Diamond de-industrialization - Markets news - KOTLYARS.COM

Diamond de-industrialization

Analysts are unanimous in asserting that public welfare in recent years has been growing across the world, saying that if this is so, demand for jewelry is growing as well. Meanwhile, diamond consumption and diamond prices are inexorably going south in the last few years. However, the market of luxury goods, including jewelry, does not show any significant fall, staying at the same level year after year.

If jewelry demand is really growing, what are people buying instead of diamonds?

For a long time, we have been passionately surveying the market of synthetic diamonds and its aggressive marketing. Against this background, we lost sight of another interesting market - the market of colored gemstones, which, seemingly staying in the shadows, demonstrates rapid growth. And the emergence of another strong player on the jewelry market makes the overall situation even more complicated and confusing.

Make it in color

Colored gemstones have been known to the world for hundreds, if not thousands of years. Rubies, sapphires and emeralds adorned the crowns of many ancient rulers and had exactly the same chance to become broadly popular, but diamonds and the A Diamond is Forever campaign “fired” first. For a long time, this kind of mining industry had no large-scale development prospects: major deposits of colored gems were in African countries, which presented huge political risks in the 20th century (not to mention the trivial risk for life), while the broad marketing campaign launched by De Beers left little chance for investments in their production to pay back through sales.

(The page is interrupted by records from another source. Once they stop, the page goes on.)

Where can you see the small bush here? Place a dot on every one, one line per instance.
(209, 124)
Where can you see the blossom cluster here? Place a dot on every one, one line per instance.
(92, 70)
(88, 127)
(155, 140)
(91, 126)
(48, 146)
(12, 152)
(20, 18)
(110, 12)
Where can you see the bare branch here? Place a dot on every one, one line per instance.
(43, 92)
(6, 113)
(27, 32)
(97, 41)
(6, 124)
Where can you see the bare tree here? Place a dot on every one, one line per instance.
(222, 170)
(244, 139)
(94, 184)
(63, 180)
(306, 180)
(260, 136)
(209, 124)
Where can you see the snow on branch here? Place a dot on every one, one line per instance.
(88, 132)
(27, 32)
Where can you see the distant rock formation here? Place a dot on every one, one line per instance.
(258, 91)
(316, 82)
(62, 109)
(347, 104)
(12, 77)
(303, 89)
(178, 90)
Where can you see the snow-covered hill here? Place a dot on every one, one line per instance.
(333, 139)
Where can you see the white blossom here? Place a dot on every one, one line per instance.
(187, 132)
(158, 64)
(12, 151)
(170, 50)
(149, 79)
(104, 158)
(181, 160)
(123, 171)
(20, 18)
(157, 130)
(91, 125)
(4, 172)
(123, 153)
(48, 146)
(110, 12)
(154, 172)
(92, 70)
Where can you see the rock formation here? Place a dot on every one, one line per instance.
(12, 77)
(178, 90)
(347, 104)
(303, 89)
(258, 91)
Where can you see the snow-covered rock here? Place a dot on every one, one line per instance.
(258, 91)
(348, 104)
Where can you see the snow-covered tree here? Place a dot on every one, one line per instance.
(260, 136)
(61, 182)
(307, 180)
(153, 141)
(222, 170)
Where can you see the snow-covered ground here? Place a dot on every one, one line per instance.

However, political risks have “petered out,” while mining technologies made a step forward and the art of marketing diamonds as an eternal value was very "timely" suspended. This has contributed to the emergence of several players in the 2000th, who are now very successful in mining and selling colored gemstones. The largest of them, Gemfields recently posted the results of 2016, including prices for their goods.

Changes in prices for gemstones in 2010-2016:


According to the graph above, prices for colored gemstones have increased by a multiple of 3.5 only in recent years. When did we see last time diamond prices going up threefold – well, at least by 30 per cent?

Gemfields calls its business model “Mine and Market.” The company mines gemstones and dedicatingly invests in marketing, thereby forming demand for its goods on a relatively "empty" market. The marketing campaign is going on across the entire board: Hollywood stars graced with its bright jewels willingly pose on the red carpet, while well-known bloggers make video records for social networks. Colored gemstones are being positioned in all market segments at once – both as everyday jewelry and as an engagement gift (for which purpose a separate marketing campaign has been launched, Say Yes in Color). Judging by the price graph presented above, this kind of marketing is more than successful.